Things were more literally concrete at ‘Ice Fishing’, a four-artist group show at Max Wigram put together by new director Darren Flook. The gallery felt like a neglected storage room in a hardware store, with a stack of bricks and bits of wood leaning against the wall next to Charles Harlan’s Concrete (2014), seven stacked lumps of the material that have been left to harden in the sacks in which the constituent powder comes. ‘Ice Fishing’ prioritized arrangement as an artistic activity – from Virginia Overton’s Untitled (silver) (2013), a set of mirrored, semi-circular strips positioned at regular intervals along one wall, to the dark humour of Michael E. Smith’s Sleep (2013) in which a flaccid chicken hangs with its head stuck in an upright car exhaust pipe. The oblong canvas of McArthur Binion’s DNA Study: Circle (2014) is a dense black shape until, from up close, we can just about make the words: ‘How many children were born dead?’ The American artist’s seemingly minimal images are thick layers of smudged crayon over documents such as his Mississippi birth certificate or, in Stelluca: V (2011), the logo of a company bearing the outdated racist stereotype of a black ‘mammy’ character.

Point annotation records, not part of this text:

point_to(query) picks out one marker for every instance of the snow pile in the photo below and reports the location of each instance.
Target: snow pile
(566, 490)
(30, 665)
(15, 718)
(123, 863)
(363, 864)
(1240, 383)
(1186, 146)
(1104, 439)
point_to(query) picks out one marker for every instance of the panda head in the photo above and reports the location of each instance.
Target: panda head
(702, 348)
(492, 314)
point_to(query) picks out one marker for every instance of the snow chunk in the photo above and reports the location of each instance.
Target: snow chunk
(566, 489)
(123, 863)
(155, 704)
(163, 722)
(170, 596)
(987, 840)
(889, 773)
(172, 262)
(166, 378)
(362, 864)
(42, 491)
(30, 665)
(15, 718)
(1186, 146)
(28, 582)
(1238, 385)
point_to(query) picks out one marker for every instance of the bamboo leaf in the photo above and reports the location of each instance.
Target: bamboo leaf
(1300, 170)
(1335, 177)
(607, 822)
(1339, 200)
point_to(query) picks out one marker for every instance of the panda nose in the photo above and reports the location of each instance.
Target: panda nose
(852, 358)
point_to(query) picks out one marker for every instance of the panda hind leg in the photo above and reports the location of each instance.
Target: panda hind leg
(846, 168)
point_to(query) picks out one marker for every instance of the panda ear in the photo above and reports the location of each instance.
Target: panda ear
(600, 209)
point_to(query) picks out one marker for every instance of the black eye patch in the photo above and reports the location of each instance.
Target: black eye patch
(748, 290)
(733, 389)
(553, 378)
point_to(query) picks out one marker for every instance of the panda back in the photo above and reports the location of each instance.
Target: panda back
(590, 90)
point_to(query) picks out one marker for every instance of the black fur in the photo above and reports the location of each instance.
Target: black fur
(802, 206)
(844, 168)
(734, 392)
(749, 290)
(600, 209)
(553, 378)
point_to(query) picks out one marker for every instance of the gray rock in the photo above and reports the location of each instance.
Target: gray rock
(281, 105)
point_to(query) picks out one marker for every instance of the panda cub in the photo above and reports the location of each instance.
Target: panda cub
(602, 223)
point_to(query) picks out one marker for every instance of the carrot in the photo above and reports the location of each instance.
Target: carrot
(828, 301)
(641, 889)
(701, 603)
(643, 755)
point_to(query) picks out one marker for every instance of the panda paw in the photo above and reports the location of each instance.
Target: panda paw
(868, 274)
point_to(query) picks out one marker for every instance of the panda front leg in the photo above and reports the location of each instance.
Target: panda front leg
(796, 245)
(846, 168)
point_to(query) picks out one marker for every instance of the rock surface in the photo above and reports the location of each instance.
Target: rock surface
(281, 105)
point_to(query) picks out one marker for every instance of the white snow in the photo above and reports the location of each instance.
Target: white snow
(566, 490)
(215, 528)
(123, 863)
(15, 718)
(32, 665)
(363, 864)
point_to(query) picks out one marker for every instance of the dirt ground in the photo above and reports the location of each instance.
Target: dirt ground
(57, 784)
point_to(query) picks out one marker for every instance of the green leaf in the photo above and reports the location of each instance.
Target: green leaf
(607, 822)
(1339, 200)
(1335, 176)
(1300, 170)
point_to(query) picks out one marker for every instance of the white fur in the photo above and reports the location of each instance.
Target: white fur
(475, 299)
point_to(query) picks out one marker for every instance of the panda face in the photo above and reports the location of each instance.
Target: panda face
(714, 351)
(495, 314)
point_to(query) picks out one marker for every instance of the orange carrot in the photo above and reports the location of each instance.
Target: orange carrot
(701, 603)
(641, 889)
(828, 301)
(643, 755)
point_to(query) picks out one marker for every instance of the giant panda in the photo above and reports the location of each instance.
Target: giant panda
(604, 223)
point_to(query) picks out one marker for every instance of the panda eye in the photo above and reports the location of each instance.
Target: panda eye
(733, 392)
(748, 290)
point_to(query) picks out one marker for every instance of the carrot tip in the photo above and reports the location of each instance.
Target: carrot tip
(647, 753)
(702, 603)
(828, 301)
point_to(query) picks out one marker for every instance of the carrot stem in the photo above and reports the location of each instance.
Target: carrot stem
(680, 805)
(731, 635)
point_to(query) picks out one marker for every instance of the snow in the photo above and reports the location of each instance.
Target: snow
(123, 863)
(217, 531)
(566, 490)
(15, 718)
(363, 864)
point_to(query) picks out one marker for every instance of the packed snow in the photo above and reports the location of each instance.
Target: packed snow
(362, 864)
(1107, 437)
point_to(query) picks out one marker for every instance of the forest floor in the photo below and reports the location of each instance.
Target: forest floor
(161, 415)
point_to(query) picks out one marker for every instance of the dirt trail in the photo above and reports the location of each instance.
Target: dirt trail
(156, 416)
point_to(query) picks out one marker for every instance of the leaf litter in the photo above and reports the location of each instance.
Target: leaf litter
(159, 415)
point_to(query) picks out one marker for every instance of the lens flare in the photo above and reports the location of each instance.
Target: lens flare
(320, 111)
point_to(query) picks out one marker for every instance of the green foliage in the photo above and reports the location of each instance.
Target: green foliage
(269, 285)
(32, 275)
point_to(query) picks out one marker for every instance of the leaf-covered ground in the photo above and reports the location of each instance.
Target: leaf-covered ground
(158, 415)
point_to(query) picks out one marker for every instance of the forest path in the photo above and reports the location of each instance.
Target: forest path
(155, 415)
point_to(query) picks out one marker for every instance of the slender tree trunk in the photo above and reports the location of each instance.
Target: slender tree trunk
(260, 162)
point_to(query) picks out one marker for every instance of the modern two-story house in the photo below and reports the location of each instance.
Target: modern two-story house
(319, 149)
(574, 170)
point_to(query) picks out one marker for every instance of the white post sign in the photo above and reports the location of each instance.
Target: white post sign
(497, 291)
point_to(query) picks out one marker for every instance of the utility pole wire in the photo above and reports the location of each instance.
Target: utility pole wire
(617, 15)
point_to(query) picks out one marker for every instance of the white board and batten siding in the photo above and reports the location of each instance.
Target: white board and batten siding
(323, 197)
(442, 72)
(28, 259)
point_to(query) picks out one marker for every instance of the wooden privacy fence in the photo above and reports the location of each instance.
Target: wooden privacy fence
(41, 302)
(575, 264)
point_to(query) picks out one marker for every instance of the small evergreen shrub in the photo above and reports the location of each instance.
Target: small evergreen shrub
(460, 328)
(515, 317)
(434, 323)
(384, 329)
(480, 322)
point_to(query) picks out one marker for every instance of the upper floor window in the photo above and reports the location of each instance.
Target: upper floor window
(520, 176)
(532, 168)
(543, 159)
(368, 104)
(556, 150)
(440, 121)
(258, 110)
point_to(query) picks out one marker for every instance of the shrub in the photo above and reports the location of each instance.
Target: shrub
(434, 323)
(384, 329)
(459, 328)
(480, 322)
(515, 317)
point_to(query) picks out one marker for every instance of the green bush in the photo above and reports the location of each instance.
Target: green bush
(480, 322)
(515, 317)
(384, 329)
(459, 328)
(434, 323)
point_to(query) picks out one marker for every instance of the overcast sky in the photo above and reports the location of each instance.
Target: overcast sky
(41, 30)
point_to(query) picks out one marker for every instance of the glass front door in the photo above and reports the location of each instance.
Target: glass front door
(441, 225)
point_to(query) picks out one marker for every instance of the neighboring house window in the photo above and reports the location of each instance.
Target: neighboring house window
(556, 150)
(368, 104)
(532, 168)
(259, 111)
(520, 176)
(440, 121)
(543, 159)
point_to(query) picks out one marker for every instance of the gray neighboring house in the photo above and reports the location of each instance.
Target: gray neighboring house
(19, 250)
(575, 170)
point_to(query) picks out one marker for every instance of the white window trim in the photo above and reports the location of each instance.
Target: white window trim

The bleak landscape suggested by the show’s title implies a world in which things are as they appear but, as Binion’s work attests, all objects are marked by their accruing histories, which they carry with them, however reluctantly.

‘Phantom Limbs’ at Pilar Corrias, by contrast, attempted to entirely bypass matter itself. Including work by eight mostly young artists, the show felt like the gallery’s attempt to weigh in on the ‘digital issues’ facing us at the moment, with ‘things’ replaced by their 3D-rendered or HD counterparts. Ian Cheng’s CEO & Ceong (study 1) (2014) is an endlessly running digital animation, depicting a snow-covered tundra landscape filled with llama-like animals and almost human stick figures. They wander, stumble and morph in an angular, unfinished digital purgatory. For an exhibition about missing appendages, ‘Phantom Limbs’ was fairly heavy-handed in its treatment of ‘the digital’ – as exemplified by Antoine Catala’s :) (2014), a 3D-printed emoticon mounted on motorized bars that limped around the gallery. The exhibition was salvaged by one of the oldest works on show, Ken Okiishi’s live action film, E.lliotT:. Children of the New Age (2004), in which affectless teens enact a suburban life filled with wrong-looking ‘imperial un-meatloaf’, cross-dressing, psychological testing and zombification. Everything here feels like a swipe or quote from somewhere else, whether E.T. or urban legends. Okiishi’s video suggests that the transformations (and attendant sense of leaving something – perhaps ourselves – behind) that the digitial era has made us so anxious about have been happening through books, films and oral history for some time already. Rachel Rose’s short video Palisades in Palisades (2014) nimbly plays on these issues, deliberately presenting us with stand-ins and feints. In one scene, we see a digital 3D animation of a deer being shot through the heart and follow the perspective of the bullet, as if into the animal’s flesh. Once inside the heart, the camera pulls out to reveal it to be an orange plastic bag. Though ‘Phantom Limbs’ tries to formulate new thoughts that might come from a world of ‘post-things’, it remains caught in a tired, almost tit-for-tat exchange between the physical and the digital. But, as Rose suggests, it’s the wild, unpredictable and exhilarating associations and transformations between things in any form that will shape that world.

Chris Fite-Wassilak is a writer and critic who lives in London, UK.